Spend your money wisely. That’s good advice even when the economy is in better shape than it is now. Knowing what charities to donate to can be tricky. In animal welfare, where the need is great, it is important to consider where your dollar will go the farthest to help as many animals as possible. Therefore, several points are worth highlighting.
A report released in July 2002 by Connecticut Attorney General Blumenthal and Consumer Protection Commissioner Fleming showed that of the 11.3 million dollars contributed through telemarketers in 2001, 65.5% went to the telemarketers. That translates to over sixty-five cents of every dollar going to the telemarketers! The 121 charities received less than thirty-five cents of every dollar donated. Not a good investment on the dollar, I safely say. Recommendation #1: Avoid donating through telemarketers and donate directly to charities instead.
Working with animals is a volunteer calling for legions. Organizations that do have paid staff should be given a living wage, not an exorbitant one. Find out how much the top positions pay in the organizations to which you donate. You may be surprised to learn that some of the national organizations pay top staff over $100,000 yearly. I have taken my name off contributors’ lists for organizations paying such outlandish salaries and let them know that my donations will go to help animals instead. This kind of information is available through federal income tax filings which non-profits must furnish upon request. An easier method is contacting Animal People, which yearly lists salaries for national organizations. They can be reached at: P.O. Box 960, Clinton, Washington 98236-0960, or by calling (360) 579-2505. Recommendation #2: Learn whether your donations are going to help animals or provide someone a posh standard of living.

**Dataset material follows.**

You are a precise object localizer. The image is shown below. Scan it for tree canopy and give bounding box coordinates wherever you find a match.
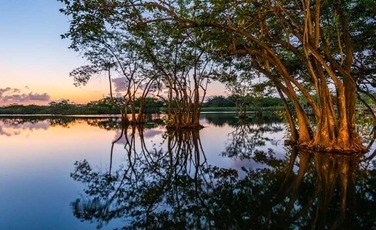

The adage that one cannot tell a book by its cover applies to animal charities, too. Do not be deceived with organization names that sound good. Many charities that have the name “wildlife” in it are actually pro-hunting and pro-trapping groups. When donating to health charities, consult the Physicians for Responsible Medicine (PCRM), which lists health charities that do not fund animal experiments. PCRM can be reached at: 5100 Wisconsin Avenue, N.W., Suite 400, Washington, D.C., 20016 or by calling (202) 686-2210. Recommendation #3: Be mindful that in trying to help animals, you do no inadvertently aid hunters, trappers, or animal experimenters.
There are twice as many households with companion animals in this country as there are with children. Still, there is a 60-70% euthanasia rate for homeless cats and dogs. The need to save homeless cats and dogs is great everywhere. Therefore, think local, and donate to animal charities that you know, can see and visit, and about which you can ask questions and receive satisfactory answers. For instance, does the animal shelter have a no-kill policy? If not, then your dollars may be going to kill animals, not save them. After all, if you personally needed a homeless shelter and were told that you only had a 30-40% chance of coming out alive, would you consider that much of a “shelter?” Recommendation #4: Think locally, and give a good share of your donations to local charities where you can “watch” how your money is spent.
When donating to animal charities, your intentions are in the right place. Keep the above points in mind and your money will be, too.
Gregory Simpson is Vice-President of the Board of Directors of Meriden Humane Society, Inc., a no-kill shelter incorporated by Connecticut legislative charter in 1893. He is also past state advisor to the national organization, Friends of Animals, Inc. In the December 2005 issue of CAT FANCY, he was named one of the 40 Ultimate Cat Lovers in the U.S.